Der EuGH hat sich in seiner Entscheidung zwar lediglich mit dem EuHB befasst und ist auf andere Instrumente der gegenseitigen Anerkennung nicht eingegangen. Es sei allerdings "nicht zu verkennen", dass auch andere Instrumente demselben Muster folgten, erklärt die Generalstaatsanwaltschaft Celle gegenüber LTO: "Auch eine EEA wird von einer Staatsanwaltschaft erlassen, bei invasiven Maßnahmen (etwa Hausdurchsuchung, Beschlagnahme oder Telekommunikationsüberwachung) allerdings erst nach einer gerichtlichen Entscheidung, die diese Maßnahmen nach deutschem Strafprozessrecht erst ermöglicht."
Insoweit blieben weitere mögliche Entscheidungen des EuGH abzuwarten. Nicht ganz auszuschließen sei außerdem, dass Gerichte die EuGH-Entscheidung auch auf andere Instrumente der gegenseitigen Anerkennung ausdehnen, ohne diese Frage dem EuGH vorzulegen.
Berufsverbände fordern grundlegende Reformen
Die deutschen Staatsanwaltschaften bewegen sich also seit der EuGH-Entscheidung auf dünnem Eis. Die Berufsverbände der Richter und Staatsanwälte fordern ohnehin schon seit langem grundlegende Reformen.
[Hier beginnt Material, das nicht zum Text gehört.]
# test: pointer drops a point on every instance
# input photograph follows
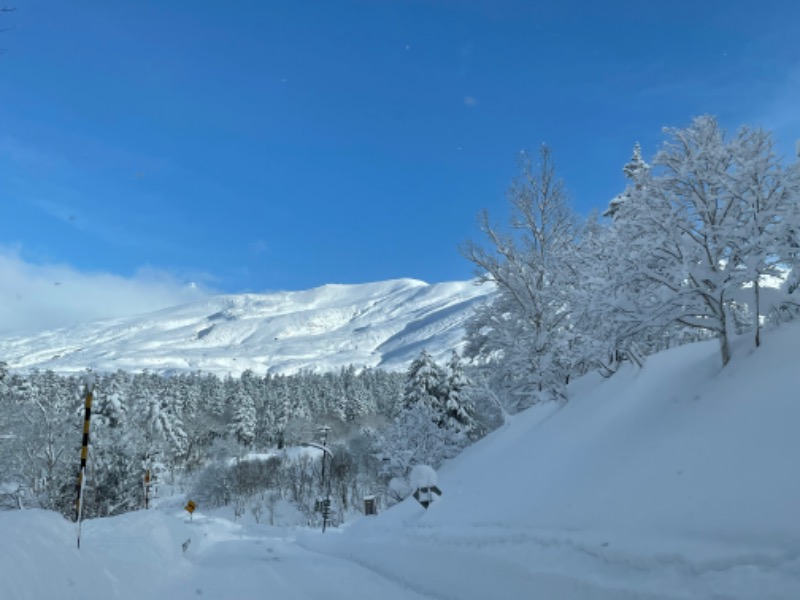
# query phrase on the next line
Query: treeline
(195, 431)
(704, 242)
(168, 425)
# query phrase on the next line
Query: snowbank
(678, 478)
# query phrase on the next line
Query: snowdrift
(674, 481)
(677, 480)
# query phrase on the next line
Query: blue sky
(265, 145)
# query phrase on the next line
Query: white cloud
(36, 297)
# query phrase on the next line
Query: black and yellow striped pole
(89, 391)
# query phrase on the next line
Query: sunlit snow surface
(678, 481)
(383, 324)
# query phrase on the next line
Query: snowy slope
(677, 481)
(382, 324)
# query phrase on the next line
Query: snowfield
(384, 324)
(676, 481)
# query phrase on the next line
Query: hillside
(383, 324)
(676, 481)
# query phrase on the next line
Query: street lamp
(326, 452)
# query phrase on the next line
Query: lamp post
(326, 452)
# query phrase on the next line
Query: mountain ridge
(378, 324)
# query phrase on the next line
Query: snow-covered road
(229, 562)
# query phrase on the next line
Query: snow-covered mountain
(383, 324)
(676, 481)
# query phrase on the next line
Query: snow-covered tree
(524, 332)
(243, 423)
(458, 409)
(699, 226)
(424, 383)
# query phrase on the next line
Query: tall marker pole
(89, 390)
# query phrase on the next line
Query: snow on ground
(677, 481)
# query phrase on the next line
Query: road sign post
(190, 508)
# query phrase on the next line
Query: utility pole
(326, 505)
(326, 452)
(89, 392)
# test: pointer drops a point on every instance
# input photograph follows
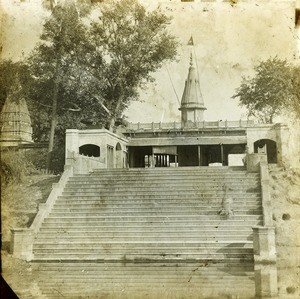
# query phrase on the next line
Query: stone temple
(192, 142)
(160, 210)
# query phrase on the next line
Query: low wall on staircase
(22, 238)
(82, 164)
(265, 268)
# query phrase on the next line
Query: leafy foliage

Der Vorsitzende des Deutsche Richterbunds (DRB), Jens Gnisa, nahm die EuGH-Entscheidung einmal mehr zum Anlass, die Weisungsbefugnis der Justizminister im Einzelfall abzuschaffen. Schon 2015 hat der DRB einen Muster-Entwurf zur Änderung des Gerichtsverfassungsgesetzes vorgelegt. Demnach soll insbesondere § 147 GVG so gestaltet werden, dass die Befugnis der Justizverwaltungen, Weisungen zu Sachbehandlungen in Einzelfällen zu erteilen, ausgeschlossen wird. Zugleich soll die Justizverwaltung die Möglichkeit haben, ein Klageerzwingungsverfahren durchzuführen.
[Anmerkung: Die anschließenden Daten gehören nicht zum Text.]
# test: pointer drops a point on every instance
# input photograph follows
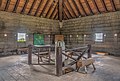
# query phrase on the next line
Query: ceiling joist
(16, 5)
(7, 5)
(32, 6)
(24, 7)
(60, 9)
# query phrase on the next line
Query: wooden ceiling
(70, 8)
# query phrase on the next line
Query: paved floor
(15, 68)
Auch Carsten Löbbert, Sprecher des Bundesvorstandes der Neuen Richtervereinigung (NRV), hatte nach der EuGH-Entscheidung eine grundlegende Reform gefordert. Die NRV hält ebenfalls eine Abschaffung des externen Weisungsrechts für erforderlich. Zugleich erfordere es ein grundsätzliches Umdenken, die Staatsanwaltschaft genauso unabhängig zu konzipieren wie die Gerichte.